MADDIE is a virtual pet designed to directly interact with humans though its visual and audio capabilities. It is aware of human presence and can carry out conversations with its users. More than that, MADDIE appears to have a personality and unlike other virtual (or physical) robots, will act against the user’s expectations. For example, it can insult the user or act differently according to gender, or react in a different way to the same situation, leaving an unpredictability factor that contributes to the character’s appeal. More precisely, MADDIE will unexpectedly things like “You’re fat”, or ignore the user even if it replied to the very same question on a different occasion. All these make MADDIE an interesting and unusual companion, mainly directed towards entertainment. However, more pragmatic applications do exist, as discussed below

Features

  • Face Recognition: MADDIE can recognize the presence of a human by identifying its face. It also tracks the user with its eyes so that if the user moves, MADDIE indicates its awareness. This feature makes the human-robot interaction aspect more interesting, allowing the user to trust more in its capabilities and regard the robot with more seriousness.
  • Speech Recognition: The robot is able to recognize what the user is saying. It makes use of a grammar to connect the audio input with its semantics, so that an appropriate response can be planned.
  • Speech Synthesis: MADDIE gives answers to the audio input using a female voice. This allows for an exchange of replies that indicates to the user an ability to reason.
  • Pitch Detection: The robot uses this feature to detect the difference between males and females, so that it can act differently and even change its appearance.

Technologies used

  • FaceOnIt – a software library that finds faces in pictures and videos
  • Microsoft Speech API 5.3 – providing speech recognition and synthesis abilities
  • Windows Presentation Foundation (WPF, formerly known as Avalon) - a graphical subsystem in .NET Framework 3.0
  • YAALP library – pitch detection
  • VideoLAN VLC Media Player – converting audio format

Future Directions

A first approach, which was part of the original design for the project, would be to install MADDIE on a small touch-screen and place it on top of a robot (such as IRobot CREATE, see http://store.irobot.com/shop/index.jsp?categoryId=3311368 for more details). This would allow for mobility in space, so that the robot can follow the user with not just its eyes, run away from the user when “upset” or even move to the entrance to greet the user when he/she arrives home. Another improvement would be to make the conversations spontaneous rather than based on predefined grammars. This could be achieved through Eliza (refer to http://bar.speech.cs.cmu.edu/11754S08/Alice/). Even though this technology is not yet advanced enough to produce conversations that emulate human reasoning, a hybrid between our current approach and the latter would be considerably better.

As for a more practical side, MADDIE can be given multiple uses (thus earning the name of “Multi-purpose auxiliary display”, again part of the original design) by becoming a home personal assistant for the parents, that reads emails and notes tasks in the user’s calendar, and a companion and teacher for children, allowing them to practice skills in a foreign language or play educational games with their favorite pet. Integrated with the IRobot, MADDIE can act as a mobile surveillance camera to improve house security.

On the personality aspect, MADDIE does not yet recognize differences between specific people and this is another direction to go so that the adaptability to its users increases. This, together with recoding data and reusing it in a learning process could make this virtual pet quite attractive in the real world. It could have a like/dislike system based almost entirely on the amount interaction that happens between the user and the unit (if you interact with it a lot, it likes you; if you ignore it id dislikes you). Based on this preference it will either compliment or make fun of a user. Also, a combination of face recognition and object tracking could be employed to recognize when a user has their back turned to the unit – imagine, for instance, that if the unit dislikes that person it will stick its tongue out at them. MADDIE could also be louder when a person it likes is around.
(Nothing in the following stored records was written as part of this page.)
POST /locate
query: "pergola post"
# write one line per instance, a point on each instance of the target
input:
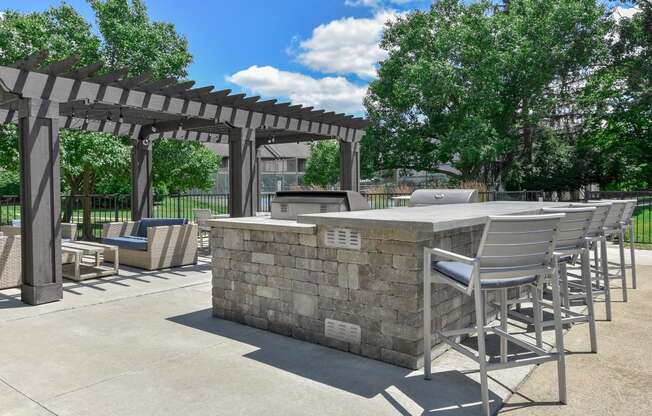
(350, 165)
(40, 196)
(243, 172)
(142, 193)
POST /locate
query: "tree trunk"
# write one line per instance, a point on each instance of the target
(87, 225)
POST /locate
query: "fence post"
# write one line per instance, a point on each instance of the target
(115, 205)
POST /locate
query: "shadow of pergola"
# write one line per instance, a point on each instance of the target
(449, 392)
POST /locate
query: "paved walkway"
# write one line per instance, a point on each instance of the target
(145, 343)
(617, 380)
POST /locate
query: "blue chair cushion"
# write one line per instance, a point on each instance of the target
(461, 273)
(565, 259)
(145, 223)
(130, 242)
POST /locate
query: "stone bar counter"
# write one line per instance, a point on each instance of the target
(348, 280)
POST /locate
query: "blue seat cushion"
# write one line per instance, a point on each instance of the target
(565, 259)
(130, 242)
(145, 223)
(461, 273)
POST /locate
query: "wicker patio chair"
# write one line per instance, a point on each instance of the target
(515, 251)
(152, 243)
(10, 253)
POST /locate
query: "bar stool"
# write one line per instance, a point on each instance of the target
(613, 227)
(571, 242)
(596, 240)
(628, 224)
(515, 251)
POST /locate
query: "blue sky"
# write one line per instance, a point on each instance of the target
(320, 53)
(313, 52)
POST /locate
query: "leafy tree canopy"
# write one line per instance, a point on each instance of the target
(483, 86)
(323, 165)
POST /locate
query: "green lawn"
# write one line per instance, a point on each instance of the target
(171, 207)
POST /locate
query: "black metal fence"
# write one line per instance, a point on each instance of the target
(91, 212)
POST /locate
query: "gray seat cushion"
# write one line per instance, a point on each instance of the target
(145, 223)
(130, 242)
(461, 273)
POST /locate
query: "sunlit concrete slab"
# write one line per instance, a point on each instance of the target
(154, 348)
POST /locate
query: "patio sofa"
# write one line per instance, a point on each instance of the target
(153, 243)
(10, 252)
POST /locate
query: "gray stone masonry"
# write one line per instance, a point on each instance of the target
(290, 283)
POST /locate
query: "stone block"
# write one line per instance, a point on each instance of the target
(305, 305)
(286, 238)
(396, 275)
(255, 279)
(315, 265)
(365, 297)
(327, 253)
(326, 279)
(394, 329)
(221, 262)
(233, 239)
(303, 251)
(353, 256)
(285, 261)
(305, 287)
(403, 304)
(330, 266)
(380, 259)
(257, 235)
(262, 258)
(308, 240)
(278, 248)
(333, 292)
(255, 246)
(406, 262)
(267, 292)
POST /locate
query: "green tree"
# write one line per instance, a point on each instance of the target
(323, 165)
(181, 165)
(618, 102)
(479, 85)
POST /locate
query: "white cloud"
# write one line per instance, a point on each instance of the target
(375, 3)
(330, 93)
(346, 46)
(624, 12)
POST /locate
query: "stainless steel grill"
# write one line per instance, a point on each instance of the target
(287, 205)
(423, 197)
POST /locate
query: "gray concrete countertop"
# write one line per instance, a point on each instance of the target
(431, 218)
(263, 223)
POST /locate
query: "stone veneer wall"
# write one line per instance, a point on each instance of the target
(289, 283)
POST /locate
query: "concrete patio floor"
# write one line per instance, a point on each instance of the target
(617, 380)
(145, 343)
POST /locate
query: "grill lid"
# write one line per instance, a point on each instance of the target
(289, 204)
(422, 197)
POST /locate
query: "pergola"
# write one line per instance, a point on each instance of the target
(42, 99)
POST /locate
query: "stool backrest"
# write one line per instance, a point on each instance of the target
(573, 228)
(615, 213)
(599, 216)
(201, 214)
(517, 245)
(628, 212)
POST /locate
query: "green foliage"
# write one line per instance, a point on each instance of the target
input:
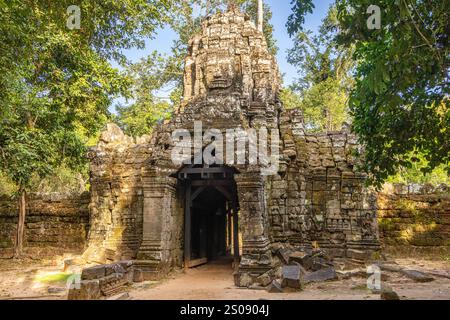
(300, 8)
(400, 103)
(324, 106)
(56, 84)
(414, 174)
(290, 99)
(325, 80)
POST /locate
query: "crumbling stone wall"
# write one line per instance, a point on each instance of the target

Overall, there are a lot of opportunities for this project to develop. While what we achieved is only setting the basis of that, we think it provides a demonstration of the possible utility (and entertainment) such a tool could bring.

Project Log

10/12 (Geo) Robin's system seems to be the perfect candidate for the type of facial recognition we are trying to do. It can tell different faces apart and works in WinXP. The only problem is that faces need to be manually registered with the system in order to be recognized, but this can be dealt with.

10/21 (Geo) The system we were trying out previously was having some serious issues, so I switched back to FaceOnIt. With Mehrbod's help I was able to compile the source in VS2005 on both XP and Vista machines.